- Associated Press - Monday, February 12, 2018

NEENAH, Wis. (AP) - In 2003, Peter Valitchka was training new U.S. Army recruits at Fort Benning, a military base near Columbus, Georgia.

Valitchka was approached by a high-ranking officer with a disconcerting message.

“These guys have to be ready,” Valitchka recalled the officer saying. “They’re going to be in combat in less than 90 days.”

Valitchka was immediately struck by the weight of the responsibility placed on his shoulders.

“That was a shocker because I had never been in combat,” he said. “Yet I’ve got to train them to make sure they can survive.”

Valitchka, 49, is part of a U.S. Army Reserve unit based in Neenah made up entirely of drill instructors. They’re responsible for basic training and working with new recruits, among other duties.

“You’re getting these young kids off the bus. They have no idea what to expect,” he said. “You get to watch them transform from a civilian to a soldier.”

The job isn’t easy. They work long hours and handle all the responsibilities of training a few hundred new recruits at a time, the Post Crescent reported .

Valitchka has almost two decades of experience as a drill instructor, but still remembers getting in front of recruits for the first time.

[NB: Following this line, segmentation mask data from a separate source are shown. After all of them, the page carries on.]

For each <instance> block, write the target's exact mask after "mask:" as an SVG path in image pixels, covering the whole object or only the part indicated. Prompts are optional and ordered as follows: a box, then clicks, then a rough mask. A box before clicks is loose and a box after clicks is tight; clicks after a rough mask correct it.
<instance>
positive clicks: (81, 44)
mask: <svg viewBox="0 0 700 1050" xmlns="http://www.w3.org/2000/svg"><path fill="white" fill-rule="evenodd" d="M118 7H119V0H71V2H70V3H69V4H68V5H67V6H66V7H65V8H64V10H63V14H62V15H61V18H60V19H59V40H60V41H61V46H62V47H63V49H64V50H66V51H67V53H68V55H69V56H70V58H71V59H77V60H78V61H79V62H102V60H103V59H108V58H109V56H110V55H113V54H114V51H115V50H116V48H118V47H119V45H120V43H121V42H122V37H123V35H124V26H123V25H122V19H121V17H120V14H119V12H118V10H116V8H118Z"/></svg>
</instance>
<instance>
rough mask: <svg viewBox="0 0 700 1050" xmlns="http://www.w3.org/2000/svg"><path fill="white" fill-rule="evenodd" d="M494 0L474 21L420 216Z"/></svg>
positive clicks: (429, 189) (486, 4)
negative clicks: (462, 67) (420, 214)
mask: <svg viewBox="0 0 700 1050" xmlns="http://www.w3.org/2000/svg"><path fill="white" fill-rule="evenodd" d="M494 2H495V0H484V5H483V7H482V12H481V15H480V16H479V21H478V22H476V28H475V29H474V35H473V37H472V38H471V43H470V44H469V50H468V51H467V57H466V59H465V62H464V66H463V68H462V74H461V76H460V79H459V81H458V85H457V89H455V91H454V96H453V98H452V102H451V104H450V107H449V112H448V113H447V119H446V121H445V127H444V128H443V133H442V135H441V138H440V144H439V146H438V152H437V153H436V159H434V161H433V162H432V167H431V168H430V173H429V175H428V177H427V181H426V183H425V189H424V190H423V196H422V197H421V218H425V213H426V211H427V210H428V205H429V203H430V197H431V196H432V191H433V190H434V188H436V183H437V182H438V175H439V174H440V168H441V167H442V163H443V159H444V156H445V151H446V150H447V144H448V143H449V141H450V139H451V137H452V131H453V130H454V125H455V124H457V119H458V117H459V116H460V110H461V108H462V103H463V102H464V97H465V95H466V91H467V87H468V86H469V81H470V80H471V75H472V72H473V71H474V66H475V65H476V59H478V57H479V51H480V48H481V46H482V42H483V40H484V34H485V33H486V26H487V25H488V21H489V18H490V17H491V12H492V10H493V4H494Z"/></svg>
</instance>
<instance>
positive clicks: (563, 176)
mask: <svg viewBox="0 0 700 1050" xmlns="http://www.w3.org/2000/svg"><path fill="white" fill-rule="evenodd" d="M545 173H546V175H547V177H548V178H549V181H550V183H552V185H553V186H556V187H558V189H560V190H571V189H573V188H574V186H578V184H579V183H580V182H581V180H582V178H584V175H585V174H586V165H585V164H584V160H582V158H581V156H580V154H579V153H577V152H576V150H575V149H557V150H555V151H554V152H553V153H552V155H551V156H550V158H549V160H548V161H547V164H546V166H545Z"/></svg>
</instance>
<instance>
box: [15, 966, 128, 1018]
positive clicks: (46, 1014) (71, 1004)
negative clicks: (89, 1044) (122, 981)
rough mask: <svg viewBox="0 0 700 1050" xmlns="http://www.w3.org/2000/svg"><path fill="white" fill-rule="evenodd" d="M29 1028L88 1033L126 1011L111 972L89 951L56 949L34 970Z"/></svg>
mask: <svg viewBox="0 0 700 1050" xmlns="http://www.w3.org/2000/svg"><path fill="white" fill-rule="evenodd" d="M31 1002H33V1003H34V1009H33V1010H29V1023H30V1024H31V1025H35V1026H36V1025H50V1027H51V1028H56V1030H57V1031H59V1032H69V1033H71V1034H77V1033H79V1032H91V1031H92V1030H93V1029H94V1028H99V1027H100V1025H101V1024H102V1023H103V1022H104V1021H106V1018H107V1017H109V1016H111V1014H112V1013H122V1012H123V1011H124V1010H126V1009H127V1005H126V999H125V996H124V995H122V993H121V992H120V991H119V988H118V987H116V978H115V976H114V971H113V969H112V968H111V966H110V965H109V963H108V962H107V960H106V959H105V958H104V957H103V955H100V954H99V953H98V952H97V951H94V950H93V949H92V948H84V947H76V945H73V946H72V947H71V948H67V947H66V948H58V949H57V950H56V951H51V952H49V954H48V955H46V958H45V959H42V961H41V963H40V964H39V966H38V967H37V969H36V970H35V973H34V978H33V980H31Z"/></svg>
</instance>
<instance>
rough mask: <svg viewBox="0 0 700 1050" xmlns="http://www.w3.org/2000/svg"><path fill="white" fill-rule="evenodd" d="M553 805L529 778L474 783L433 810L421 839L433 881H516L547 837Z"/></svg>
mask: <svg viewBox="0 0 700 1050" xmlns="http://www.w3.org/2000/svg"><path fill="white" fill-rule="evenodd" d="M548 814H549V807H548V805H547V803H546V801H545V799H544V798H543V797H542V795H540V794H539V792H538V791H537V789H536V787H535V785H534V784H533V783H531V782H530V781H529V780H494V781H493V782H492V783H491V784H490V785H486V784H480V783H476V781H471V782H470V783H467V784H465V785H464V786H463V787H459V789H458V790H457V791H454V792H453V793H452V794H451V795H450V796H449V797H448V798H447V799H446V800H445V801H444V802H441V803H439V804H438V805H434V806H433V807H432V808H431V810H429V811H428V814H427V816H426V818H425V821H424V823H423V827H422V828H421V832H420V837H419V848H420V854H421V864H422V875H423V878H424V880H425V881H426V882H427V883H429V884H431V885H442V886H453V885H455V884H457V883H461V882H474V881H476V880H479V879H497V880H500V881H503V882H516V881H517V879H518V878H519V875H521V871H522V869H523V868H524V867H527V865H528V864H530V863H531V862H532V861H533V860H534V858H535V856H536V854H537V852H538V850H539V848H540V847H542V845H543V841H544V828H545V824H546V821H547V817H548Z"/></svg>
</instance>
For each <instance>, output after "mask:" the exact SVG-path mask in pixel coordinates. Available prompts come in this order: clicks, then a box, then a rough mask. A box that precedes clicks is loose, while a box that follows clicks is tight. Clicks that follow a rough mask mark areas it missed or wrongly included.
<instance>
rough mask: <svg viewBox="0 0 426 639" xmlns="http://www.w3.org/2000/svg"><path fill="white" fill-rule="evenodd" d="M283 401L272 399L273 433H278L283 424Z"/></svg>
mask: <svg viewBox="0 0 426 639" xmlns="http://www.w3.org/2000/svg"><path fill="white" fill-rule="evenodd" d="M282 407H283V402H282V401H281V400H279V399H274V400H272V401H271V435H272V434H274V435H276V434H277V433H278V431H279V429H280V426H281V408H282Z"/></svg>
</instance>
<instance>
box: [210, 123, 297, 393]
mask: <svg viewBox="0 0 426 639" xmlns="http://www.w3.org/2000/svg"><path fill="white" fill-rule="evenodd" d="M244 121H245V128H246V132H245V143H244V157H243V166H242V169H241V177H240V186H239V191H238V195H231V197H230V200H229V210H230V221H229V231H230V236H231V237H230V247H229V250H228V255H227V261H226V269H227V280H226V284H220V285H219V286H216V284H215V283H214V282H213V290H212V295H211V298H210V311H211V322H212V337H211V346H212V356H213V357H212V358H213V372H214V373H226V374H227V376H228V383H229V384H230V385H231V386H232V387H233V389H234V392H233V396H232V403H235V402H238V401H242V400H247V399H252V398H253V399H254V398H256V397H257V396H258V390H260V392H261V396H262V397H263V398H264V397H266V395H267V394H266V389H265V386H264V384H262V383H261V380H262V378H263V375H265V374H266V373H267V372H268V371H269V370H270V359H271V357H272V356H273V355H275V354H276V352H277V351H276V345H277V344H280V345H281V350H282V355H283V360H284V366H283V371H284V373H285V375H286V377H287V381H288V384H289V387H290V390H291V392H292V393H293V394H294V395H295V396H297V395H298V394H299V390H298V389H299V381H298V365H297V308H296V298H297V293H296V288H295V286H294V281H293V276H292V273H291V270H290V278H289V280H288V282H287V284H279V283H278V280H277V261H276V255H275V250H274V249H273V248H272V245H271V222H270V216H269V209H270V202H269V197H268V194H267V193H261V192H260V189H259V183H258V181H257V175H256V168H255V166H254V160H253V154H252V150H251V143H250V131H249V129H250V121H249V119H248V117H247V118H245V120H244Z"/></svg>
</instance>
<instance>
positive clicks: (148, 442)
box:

“It was intimidating,” he said. “You’re the man in front of them.”

Brad Schmoll, also a drill instructor, was also intimidated his first time. He expected to work alongside a more-experienced drill instructor the first time he ran basic training when he began his career more than a decade ago.

Schmoll showed up “ready to change the world,” he said, but got off to a rough start when he told the other drill instructor it was his first time.

“He picks up his stuff and says I’ll see you tomorrow,” Schmoll said.

He wasn’t kidding. Schmoll was left on his own with a crowd of recruits. The other drill instructor didn’t return until the next day.

“I had barely slept because I was worried about getting all this stuff done,” Schmoll said.

But the other drill instructor wasn’t being malicious. Schmoll had a lesson to learn. He had to act, despite the stress of the situation.

“You have to be very assertive and take charge,” he said.

Schmoll, 40, has gained plenty of experience as a drill instructor since he learned that lesson. Schmoll, Valitchka and other drill instructors with the unit in Neenah have trained recruits all over the country.

“You have to be ready to go at any moment,” Valitchka said.

Laura Rozeboom went to basic training - to train, not to teach - three days after she graduated from high school. She was deployed to Iraq about a year later. She was young, but the experience changed her.

“I was forced to grow up and take responsibility and be an adult,” Rozeboom said.

Rozeboom, 33, became a drill instructor a few years after returning from her deployment. She had a desire to help others reach their full potential.

But members of the Neenah unit aren’t in the military full-time. They’ve got other jobs too. The balance between a civilian life and a military life isn’t always easy to maintain.

Valitchka has worked at Protective Coating Specialists in Appleton for 17 years. Schmoll has worked at CMD Corporation in Appleton for 21 years. The hardest thing to do for many members of the unit is transition from a civilian job to a military job, and back again.

“You have to be able to turn that on and off,” Schmoll said.

The situation isn’t always ideal for families either, with members of the unit often gone for weeks at a time. That makes the support of family members incredibly important, Valitchka said.

“If we don’t have the family support, you’re going to have trouble with the soldier,” he said.

But despite the tremendous responsibility, the opportunity to help transform young people into soldiers has kept many of them around for years, Valitchka said.

“We’re mean. We’re tough,” he said. “But we teach them what they need to know.”